Ms Singh said that in terms of capacity the Department was grappling with historical neglect of the system. The system was also subject to approval from Parliament which has taken time.
Mr Makhoba agreed that it was painful not to receive a certificate after a candidate had passed all their examinations. He said that the entities concerned could do better as a collective. Mr Makhoba said that data could not be fabricated for certification purposes. It needed to be authentic, as the currency of the qualification must be respected.
Mr B Nodada (DA) said the way the presentation was done was quite sad as he was notified of at least one issue of certification backlog in his emails every day. He asked who the IT person or team was, what their qualifications are and what exactly they were doing. He said that the presentation seemed to celebrate the reduction in the numbers of certification backlog and noted that the Committee cannot celebrate something that should not have transpired in the first place. He also emphasised Ms Mkhatshwa’s comment that everyone did not have internet access.
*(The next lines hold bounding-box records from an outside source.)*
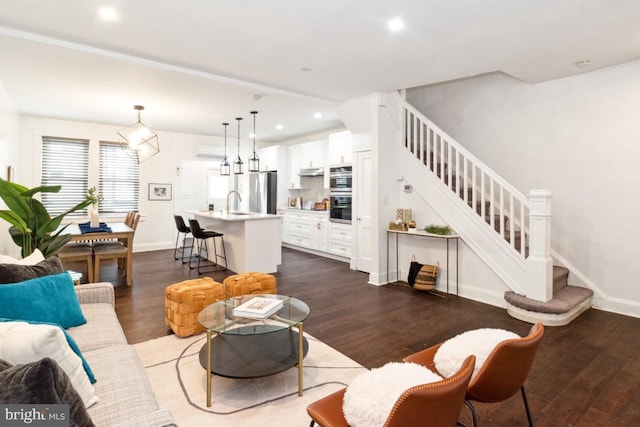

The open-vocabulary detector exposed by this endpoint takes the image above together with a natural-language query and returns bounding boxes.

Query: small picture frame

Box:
[149,183,171,200]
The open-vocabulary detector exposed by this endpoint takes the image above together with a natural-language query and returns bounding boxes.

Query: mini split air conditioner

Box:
[195,145,224,158]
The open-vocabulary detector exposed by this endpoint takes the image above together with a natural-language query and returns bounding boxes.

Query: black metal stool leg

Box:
[464,399,476,427]
[520,385,533,427]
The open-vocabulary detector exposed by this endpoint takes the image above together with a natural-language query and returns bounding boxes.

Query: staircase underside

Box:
[504,286,593,326]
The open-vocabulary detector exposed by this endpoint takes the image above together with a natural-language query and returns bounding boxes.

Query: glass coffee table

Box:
[198,294,309,406]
Mr Nodada said that when the DHET, Umalusi and SITA made a presentation again they needed to indicate what challenges they were experiencing and how they wanted the Committee to assist. He added that even if bold and unpopular decisions needed to be taken, the Committee would do that. Mr Nodada probed about when the entities last had a bi-weekly meeting to solve the issues being experienced. He also asked about the timelines for clearing the backlog so that if this issue was not resolved by the time the next presentation is made to the Committee, there should be consequences.
Ms Singh said that the entities were asking the Committee to keep abreast of whether departments in general and this Department in particular is in a position to upgrade its systems periodically. Ms Singh said a new IT system had to be built. There was no way the existing system could have been modified to deal with the current challenges. The Department is trying to deal with the backlogs at present as it does not have to wait for the new system to be in effect to deal with this.
Mr Ngcobo commented that statistics were not being dealt with, but rather human beings, some of whom were already dead.
The Chairperson commented that commitment must be made to a specific date for when the backlog on certification would be cleared. The absence of the Chairperson and CEO remains a concern for the role SITA is playing as SITA has constantly been blamed for the issue at hand. He also asked about the value of the contracts for the new system.
Ms Singh stated that the Department was hopeful the backlog would end by mid-June 2020 based on their planned activities. She said provision must be made for malfunctions and challenges in the live testing.
Ms Violet Shetlo, from the DHET, said that the value of the contract is R52 million. Three years of the contract was set out for development and it was set to be six years before the system was to go live. The other three years was set out for support. The system is now just being evaluated.
Ms Chaba said that a written explanation would be sent regarding the absence of the SITA chairman within the next week.
Prof Volmink stated that linearity is now taking place – one step leads to the next - and having more exam sessions has had a positive impact. He said the analytics around eradicating the backlog issue was time consuming and the legacy issues were highly specialised. The Department has sourced a service provider to assist with this.
Mr Andre Taylor, senior manager of application maintenance at SITA, said that a backlog began when certificates had to be reissued via Umalusi which is where quality issues came up. The new system also needed to be configured in order to make use of standardisation methodology. Results were also not always aligned according to Umalusi’s calculations, causing an issue with the system.
Ms Mkhatshwa added to her earlier comments on the ongoing referral to an old system and asked why this system could not be changed.